2012年4月22日(日) 夜10時
2012年4月29日(日) 午前0時50分 再放送
2012年5月27日(日) 夜10時 再放送
2012年6月3日(日) 午前0時50分 再放送

誰に託す 医のバトン
~岩手・高田病院再建への一年~

東日本大震災で、およそ1800人が犠牲となった岩手県陸前高田市。巨大津波は、町の医療の拠点である県立高田病院の建物を丸ごと飲み込み、15人の入院患者と9人の病院職員の命を奪い去った。

震災から1か月後の4月4日、辛うじて生き残った病院職員は公民館に集まり、涙を流しながら再起を誓い合った。その日から、私たちはカメラを回し始めた。

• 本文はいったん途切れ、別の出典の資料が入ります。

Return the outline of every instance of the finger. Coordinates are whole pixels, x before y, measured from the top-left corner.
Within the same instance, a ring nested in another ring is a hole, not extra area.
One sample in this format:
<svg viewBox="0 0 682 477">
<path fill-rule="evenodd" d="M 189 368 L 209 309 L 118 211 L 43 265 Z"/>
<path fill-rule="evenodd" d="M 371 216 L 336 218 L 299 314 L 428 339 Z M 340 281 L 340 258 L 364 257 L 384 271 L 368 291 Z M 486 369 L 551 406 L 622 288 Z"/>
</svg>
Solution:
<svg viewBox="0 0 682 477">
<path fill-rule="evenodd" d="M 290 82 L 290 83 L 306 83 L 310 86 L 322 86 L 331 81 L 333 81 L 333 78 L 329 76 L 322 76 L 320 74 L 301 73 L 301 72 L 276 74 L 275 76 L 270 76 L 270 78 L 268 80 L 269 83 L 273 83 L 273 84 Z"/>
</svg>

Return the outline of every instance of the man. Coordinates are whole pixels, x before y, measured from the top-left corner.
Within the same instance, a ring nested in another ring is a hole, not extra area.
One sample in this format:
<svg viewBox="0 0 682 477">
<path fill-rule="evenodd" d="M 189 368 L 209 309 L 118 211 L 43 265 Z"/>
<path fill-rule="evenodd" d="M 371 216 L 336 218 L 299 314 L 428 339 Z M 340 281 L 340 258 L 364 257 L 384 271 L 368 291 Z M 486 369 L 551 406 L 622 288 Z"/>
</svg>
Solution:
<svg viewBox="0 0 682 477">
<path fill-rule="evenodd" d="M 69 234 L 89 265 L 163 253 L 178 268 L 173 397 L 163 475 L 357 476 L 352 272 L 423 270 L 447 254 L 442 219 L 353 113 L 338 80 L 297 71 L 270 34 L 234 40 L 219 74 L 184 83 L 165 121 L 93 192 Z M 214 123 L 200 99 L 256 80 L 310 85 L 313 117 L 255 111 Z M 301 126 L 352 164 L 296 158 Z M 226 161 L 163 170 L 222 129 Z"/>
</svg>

定年退職を間近に控えた病院長・石木幹人さん(64)は、津波で妻を失った。絶望の淵(ふち)に立つ父を案じ、震災直後に駆けつけたのが娘の医師・愛子さん(27)。大都市の病院で専門医を目指して修行中だったが、道半ばで、高度専門医療とは無縁の僻(へき)地医療の現場に身を投じることとなった。

陸前高田は、もともと医師不足に苦しんでいた医療過疎地域だ。震災をきっかけに全国から応援の医師団が派遣されてきたことで、一時的に医師不足が解消されている。しかし、石木院長が退職し、応援医師の派遣も終わった時、どうやって町の医療を支えていけばよいのか。被災地に集まった医師たちは、高田病院の医師たちが暮らす仮設住宅で、毎夜テーブルを囲んで熱い議論を交わしている。厳しい医療過疎の現実を前に、将来を憂える応援の医師たち。そんな彼らに僻地医療の魅力を懸命に説き、いつの日か後を継ぐ者が現れると信じる石木院長。そして娘の愛子さんは、高齢者の自宅を一軒一軒訪ね歩き、ひとりひとりの暮らしを支える医療の姿に少しずつやりがいを感じ始めていた。

「医のバトン」は次代に託されるのか。陸前高田に集うさまざまな医師たちの声を通じて、被災地医療の明日を見つめる。